Making the distinction between who is worse off can be difficult, even in simulated casualties.
"You feel guilty a lot," said Hospitalman Arthur Perez, corpsman from Palm Bay, Florida assigned to MEU Service Support Group 22. "You have to get going. I'd hate to do on a real casualty."
Unlike individual injuries, where the corpsmen can focus their attention on one person, in a mass casualty operation the corpsman must work on a number of people. Coordination between all the parties involved is paramount.
"Make sure you have effective communication in the field," said Petty Officer Second Class David Springer, of Saugus, Mass., a corpsman with Battalion Landing Team 1st Bn., 6th Marines, the MEU's ground combat element. "You've got to look at the big picture."
Many moving parts have to mesh in order for an operation like this to work.
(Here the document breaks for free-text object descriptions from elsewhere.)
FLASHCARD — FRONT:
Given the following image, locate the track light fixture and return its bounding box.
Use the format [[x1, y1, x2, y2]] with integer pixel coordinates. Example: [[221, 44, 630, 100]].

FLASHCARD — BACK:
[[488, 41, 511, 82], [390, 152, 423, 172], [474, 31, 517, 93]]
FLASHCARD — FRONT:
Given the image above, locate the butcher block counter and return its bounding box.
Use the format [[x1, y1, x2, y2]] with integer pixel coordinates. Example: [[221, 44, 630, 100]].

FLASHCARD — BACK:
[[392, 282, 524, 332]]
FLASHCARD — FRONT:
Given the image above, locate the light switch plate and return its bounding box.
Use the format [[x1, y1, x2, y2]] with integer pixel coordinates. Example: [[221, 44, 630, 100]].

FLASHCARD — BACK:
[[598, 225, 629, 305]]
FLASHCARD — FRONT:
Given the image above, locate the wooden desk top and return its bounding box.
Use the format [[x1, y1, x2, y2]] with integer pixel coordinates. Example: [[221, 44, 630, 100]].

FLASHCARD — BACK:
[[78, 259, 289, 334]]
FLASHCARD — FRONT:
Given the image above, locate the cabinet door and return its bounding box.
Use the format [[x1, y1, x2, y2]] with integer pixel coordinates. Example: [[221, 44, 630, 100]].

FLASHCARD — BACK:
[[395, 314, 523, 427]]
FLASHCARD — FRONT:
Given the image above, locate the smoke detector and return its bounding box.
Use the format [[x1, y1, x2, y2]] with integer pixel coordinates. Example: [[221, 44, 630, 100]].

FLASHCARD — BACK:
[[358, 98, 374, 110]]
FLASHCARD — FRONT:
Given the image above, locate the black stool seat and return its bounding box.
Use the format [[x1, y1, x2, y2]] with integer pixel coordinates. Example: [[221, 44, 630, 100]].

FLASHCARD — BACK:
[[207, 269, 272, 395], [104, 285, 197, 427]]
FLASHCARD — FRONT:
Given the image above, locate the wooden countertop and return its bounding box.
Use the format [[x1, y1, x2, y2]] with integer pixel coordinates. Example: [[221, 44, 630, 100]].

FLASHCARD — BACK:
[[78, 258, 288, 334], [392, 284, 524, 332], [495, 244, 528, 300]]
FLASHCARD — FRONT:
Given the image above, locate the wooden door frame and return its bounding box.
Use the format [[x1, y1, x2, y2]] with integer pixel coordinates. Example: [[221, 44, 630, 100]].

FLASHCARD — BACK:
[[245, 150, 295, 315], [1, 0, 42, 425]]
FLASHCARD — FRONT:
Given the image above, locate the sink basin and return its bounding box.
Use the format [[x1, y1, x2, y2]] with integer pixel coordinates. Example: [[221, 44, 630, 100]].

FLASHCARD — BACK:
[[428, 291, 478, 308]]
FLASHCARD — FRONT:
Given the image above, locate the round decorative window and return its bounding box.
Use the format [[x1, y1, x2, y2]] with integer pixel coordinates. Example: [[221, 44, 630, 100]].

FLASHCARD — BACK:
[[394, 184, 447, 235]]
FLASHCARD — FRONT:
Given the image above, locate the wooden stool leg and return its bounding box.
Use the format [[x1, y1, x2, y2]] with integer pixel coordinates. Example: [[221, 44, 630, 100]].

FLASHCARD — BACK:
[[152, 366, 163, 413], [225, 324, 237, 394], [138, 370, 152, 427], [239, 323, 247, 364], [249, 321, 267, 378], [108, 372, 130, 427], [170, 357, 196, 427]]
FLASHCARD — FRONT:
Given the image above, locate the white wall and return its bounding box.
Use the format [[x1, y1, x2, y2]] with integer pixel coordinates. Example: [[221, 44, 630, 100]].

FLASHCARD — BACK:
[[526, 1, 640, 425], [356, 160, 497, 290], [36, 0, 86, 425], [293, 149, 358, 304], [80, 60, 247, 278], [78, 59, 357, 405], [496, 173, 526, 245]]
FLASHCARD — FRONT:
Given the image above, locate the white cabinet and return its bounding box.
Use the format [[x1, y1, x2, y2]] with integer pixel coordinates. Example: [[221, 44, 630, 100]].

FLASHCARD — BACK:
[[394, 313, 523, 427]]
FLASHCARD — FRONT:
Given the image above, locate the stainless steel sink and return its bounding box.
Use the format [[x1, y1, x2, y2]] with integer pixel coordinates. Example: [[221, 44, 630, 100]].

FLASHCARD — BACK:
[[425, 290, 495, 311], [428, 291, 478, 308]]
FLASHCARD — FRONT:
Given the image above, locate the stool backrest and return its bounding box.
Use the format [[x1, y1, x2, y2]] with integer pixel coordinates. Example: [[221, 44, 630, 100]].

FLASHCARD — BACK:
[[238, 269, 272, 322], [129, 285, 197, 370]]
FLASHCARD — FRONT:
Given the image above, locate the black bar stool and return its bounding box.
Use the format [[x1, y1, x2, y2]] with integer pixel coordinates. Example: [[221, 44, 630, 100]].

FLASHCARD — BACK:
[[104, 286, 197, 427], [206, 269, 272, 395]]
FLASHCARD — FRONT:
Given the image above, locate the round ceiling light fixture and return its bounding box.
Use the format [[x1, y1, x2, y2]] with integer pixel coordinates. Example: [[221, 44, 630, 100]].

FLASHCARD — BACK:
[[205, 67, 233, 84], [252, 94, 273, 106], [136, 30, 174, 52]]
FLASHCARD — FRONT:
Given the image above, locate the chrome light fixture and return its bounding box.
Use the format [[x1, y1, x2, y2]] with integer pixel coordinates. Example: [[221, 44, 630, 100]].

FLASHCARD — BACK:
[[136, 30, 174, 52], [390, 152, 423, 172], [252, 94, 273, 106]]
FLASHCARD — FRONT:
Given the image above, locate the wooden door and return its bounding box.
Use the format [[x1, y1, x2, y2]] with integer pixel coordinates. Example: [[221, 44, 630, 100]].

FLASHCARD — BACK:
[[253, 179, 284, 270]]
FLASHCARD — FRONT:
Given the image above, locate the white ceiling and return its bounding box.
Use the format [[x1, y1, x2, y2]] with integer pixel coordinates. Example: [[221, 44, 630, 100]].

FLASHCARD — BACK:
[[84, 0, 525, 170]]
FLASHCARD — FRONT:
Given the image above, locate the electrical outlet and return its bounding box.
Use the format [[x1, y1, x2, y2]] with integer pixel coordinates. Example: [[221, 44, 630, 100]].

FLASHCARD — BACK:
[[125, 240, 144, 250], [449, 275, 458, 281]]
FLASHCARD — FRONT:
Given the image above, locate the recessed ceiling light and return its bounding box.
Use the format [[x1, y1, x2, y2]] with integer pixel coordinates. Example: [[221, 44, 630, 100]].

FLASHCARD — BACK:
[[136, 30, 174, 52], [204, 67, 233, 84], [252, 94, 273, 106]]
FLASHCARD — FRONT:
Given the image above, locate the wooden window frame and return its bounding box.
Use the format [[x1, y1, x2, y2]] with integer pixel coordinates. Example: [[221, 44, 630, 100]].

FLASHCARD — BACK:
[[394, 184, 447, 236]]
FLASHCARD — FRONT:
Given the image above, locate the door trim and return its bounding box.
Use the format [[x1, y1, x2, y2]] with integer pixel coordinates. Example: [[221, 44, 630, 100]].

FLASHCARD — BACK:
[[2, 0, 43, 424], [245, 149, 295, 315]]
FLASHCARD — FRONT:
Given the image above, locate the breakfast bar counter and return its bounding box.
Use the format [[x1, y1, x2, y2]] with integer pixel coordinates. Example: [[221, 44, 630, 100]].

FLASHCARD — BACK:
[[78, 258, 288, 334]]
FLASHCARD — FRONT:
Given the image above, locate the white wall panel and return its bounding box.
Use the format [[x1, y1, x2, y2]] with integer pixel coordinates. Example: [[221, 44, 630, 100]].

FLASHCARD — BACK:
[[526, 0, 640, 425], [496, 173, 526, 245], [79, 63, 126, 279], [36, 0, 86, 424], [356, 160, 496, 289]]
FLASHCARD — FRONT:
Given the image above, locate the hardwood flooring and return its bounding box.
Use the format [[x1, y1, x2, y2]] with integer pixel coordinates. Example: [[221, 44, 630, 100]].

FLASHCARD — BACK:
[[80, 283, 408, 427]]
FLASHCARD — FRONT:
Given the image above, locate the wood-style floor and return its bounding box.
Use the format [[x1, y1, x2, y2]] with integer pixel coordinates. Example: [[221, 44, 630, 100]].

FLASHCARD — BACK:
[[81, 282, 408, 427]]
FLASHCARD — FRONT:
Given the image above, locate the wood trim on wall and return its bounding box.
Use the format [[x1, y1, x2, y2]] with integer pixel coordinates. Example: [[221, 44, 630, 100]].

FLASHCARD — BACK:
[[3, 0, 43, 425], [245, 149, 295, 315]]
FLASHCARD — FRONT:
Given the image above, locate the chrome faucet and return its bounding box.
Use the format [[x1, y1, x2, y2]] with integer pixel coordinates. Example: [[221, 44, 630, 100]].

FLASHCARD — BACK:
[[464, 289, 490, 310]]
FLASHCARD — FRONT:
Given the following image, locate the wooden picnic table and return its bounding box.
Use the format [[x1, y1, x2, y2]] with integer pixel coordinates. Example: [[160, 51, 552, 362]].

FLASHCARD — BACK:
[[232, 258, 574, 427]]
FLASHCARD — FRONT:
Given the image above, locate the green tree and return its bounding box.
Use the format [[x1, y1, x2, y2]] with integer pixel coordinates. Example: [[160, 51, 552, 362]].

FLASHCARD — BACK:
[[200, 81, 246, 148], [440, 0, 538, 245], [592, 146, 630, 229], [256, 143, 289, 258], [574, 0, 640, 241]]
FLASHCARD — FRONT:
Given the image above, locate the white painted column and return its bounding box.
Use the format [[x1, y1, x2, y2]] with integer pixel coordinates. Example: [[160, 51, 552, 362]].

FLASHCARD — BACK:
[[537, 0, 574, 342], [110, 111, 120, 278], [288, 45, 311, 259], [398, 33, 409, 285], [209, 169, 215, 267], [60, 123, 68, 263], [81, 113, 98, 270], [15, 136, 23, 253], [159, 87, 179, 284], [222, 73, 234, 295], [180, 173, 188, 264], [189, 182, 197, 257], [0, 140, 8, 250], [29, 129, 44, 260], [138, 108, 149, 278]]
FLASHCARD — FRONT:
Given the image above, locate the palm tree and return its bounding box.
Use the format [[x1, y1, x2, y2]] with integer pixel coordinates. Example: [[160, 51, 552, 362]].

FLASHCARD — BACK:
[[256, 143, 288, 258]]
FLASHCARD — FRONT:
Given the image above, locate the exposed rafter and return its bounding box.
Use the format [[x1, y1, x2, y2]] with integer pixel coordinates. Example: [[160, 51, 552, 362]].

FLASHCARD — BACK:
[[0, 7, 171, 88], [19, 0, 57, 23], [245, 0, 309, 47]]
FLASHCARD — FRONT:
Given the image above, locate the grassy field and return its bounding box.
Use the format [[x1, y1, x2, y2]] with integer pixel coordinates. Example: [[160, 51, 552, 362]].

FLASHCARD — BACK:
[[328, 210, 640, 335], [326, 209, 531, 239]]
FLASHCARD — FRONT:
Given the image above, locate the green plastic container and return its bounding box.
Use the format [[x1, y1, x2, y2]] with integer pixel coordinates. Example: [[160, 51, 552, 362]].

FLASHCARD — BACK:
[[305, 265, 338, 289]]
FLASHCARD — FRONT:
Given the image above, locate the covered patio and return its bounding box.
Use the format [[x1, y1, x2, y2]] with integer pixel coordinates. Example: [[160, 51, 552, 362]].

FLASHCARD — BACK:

Security, litter bearers, and corpsmen have to work in sync to pull off an operation like this smoothly. The BLT's Headquarters and Service Company provided security force for all the drills, and each MSE provided their own corpsmen litter bearers. When MSSG-22 performed their drills, BLT 1/6 provided the role-players and vice versa.
The two units trained under both day and night conditions. During the day, corpsmen, doctors and litter bearers sweated under the heat, carrying some injured several hundred yards. During the night, even with the aid of night vision and chemlights, identifying friend from potential threat became more difficult. The security team worked overtime, providing muscle for all the drills.
Training for the mass casualty scenarios isn't just a good idea, it's necessary practice for the MEU's Special Operations Capable (SOC) qualifications. Mass casualty evacuations, along with humanitarian assistance and noncombatant evacuations, are just some of the missions a MEU must be proficient at conducting in order to receive their SOC designation.
Though the corpsmen were eager to prove their mettle, they appreciated the opportunity to practice.
"This a shock trauma unit, which most of the corpsmen have never worked [in] before," said Chief Petty Officer Dulcie Davis, Leading Chief Officer for MSSG-22 and Allenton, Wisconsin native. "This gives us a chance to train on the equipment. I have faith in my corpsmen's skills, but this will give them the opportunity to train in the environment they'll be working in."
The training process is a crawl, walk, run situation. The chance to train now builds confidence for when it becomes the real deal.
"This was just a building block for this and other MEUs," said Vollbrecht. "Hopefully we can implement formal training during future PTPs for tactical medicine training. Better trained corpsmen means more lives saved."
The dedication of the corpsmen is without question.
"We took an oath when we became corpsmen to take care of someone's life, even at the expense of our own," said Lee. "It's much better to make mistakes in a controlled environment than to make them when real bullets are flying."
The 22d MEU consists of its Command Element, BLT 1/6, MSSG-22, and Marine Medium Helicopter Squadron 266 (Reinforced). It is scheduled to deploy early next year aboard the USS WASP, SHREVEPORT, and WHIDBEY ISLAND.